5. che è inconferente la censura relativa alla violazione dell’art. 53 l. 312/80, essendo la questione affrontata dalla Corte del merito quella riferita alla violazione del principio di non discriminazione ai fini del riconoscimento dell’anzianità di servizio e non avendo il Ministero evidenziato in alcun modo che la decisione assunta all’esito del giudizio di gravame avesse diversamente qualificato la questione devoluta in primo grado ed in quella sede decisa in senso ad esso sfavorevole analogamente a quella relativa al profilo di non discriminazione;

6. che pertanto, essendo da condividere nella sostanza la proposta del relatore, il ricorso va complessivamente rigettato;

7. che nulla va statuito per le spese del presente giudizio di legittimità, essendo la T. rimasta intimata;

8. che non può trovare applicazione nei confronti delle Amministrazioni dello Stato l’art. 13, comma 1 quater, d.P.R. 30 maggio 2002, n. 115, nel testo introdotto dall’art. 1, comma 17, legge 24 dicembre 2012, n. 228, atteso che le stesse, mediante il meccanismo della prenotazione a debito, sono esentate dal pagamento delle imposte e tasse che gravano sul processo (cfr. Cass. 1778/2016);

 

P.Q.M.

 

Rigetta il ricorso.
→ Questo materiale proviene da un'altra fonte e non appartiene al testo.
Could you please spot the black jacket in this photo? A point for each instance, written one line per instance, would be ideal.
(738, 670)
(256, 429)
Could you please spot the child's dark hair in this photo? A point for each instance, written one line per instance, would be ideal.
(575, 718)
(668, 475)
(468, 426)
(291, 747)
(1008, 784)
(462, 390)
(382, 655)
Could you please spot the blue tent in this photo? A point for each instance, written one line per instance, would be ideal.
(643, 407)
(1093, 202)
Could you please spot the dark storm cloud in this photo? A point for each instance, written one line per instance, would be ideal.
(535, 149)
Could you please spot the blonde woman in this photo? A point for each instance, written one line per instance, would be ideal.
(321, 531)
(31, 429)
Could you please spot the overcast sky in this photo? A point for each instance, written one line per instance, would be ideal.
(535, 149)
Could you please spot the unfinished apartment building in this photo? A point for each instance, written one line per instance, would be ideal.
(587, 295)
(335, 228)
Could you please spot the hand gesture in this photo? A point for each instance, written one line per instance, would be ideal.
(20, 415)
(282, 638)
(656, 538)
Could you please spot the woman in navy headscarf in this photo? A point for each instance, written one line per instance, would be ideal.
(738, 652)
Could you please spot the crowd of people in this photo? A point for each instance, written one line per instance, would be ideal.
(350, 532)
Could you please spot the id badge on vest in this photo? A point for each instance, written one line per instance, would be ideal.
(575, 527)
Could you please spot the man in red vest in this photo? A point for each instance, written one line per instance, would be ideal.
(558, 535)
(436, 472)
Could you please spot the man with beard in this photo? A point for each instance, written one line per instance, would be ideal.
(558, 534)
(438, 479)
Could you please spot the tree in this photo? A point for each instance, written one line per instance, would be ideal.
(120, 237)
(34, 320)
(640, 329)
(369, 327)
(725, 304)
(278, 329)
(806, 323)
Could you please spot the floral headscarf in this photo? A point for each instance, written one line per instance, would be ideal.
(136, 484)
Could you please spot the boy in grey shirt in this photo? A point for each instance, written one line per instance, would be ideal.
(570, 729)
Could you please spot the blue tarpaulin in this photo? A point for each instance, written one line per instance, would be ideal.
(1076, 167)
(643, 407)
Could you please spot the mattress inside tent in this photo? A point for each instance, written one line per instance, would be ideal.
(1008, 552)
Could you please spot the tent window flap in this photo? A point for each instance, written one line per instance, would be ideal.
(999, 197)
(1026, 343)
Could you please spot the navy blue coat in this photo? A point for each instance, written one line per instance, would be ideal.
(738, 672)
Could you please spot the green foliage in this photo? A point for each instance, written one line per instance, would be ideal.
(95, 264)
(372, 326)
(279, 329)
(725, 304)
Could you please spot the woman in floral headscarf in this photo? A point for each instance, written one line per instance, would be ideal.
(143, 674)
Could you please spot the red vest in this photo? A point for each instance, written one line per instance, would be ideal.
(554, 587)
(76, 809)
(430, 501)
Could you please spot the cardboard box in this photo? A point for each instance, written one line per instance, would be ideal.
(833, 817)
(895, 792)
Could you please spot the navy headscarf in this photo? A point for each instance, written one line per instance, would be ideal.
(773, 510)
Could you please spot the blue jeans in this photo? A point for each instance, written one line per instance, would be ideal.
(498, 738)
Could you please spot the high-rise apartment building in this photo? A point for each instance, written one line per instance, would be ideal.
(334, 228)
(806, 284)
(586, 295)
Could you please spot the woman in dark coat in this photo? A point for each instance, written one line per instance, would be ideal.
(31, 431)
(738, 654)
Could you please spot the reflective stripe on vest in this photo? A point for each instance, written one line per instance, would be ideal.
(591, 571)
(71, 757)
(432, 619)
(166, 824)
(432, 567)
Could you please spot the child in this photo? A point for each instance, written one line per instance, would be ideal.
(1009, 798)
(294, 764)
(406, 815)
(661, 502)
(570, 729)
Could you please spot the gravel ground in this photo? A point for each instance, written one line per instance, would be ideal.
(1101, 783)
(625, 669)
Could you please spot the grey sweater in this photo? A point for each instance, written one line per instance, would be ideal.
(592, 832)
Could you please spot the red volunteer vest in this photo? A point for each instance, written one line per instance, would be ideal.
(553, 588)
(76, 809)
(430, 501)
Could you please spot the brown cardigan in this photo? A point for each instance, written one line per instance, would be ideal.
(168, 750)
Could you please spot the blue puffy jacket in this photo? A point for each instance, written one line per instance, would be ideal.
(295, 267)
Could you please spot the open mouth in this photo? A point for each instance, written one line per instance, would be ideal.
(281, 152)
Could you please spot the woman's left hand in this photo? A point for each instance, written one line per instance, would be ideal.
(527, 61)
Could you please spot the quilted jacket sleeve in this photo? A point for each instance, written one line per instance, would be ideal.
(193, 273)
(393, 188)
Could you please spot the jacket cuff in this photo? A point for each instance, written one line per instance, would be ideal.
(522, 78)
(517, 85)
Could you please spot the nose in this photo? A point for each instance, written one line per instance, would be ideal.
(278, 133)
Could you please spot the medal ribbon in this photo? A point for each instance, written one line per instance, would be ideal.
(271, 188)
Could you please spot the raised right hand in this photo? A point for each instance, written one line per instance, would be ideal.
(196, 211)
Nulla per le spese del presente giudizio di legittimità.

Ai sensi dell’art. 13, comma 1 quater, del d.P.R. 115 del 2002, dà atto della non sussistenza dei presupposti per il versamento, da parte del ricorrente, dell’ulteriore importo a titolo di contributo unificato pari a quello dovuto per il ricorso, a norma del comma 1 - bis dello stesso art. 13.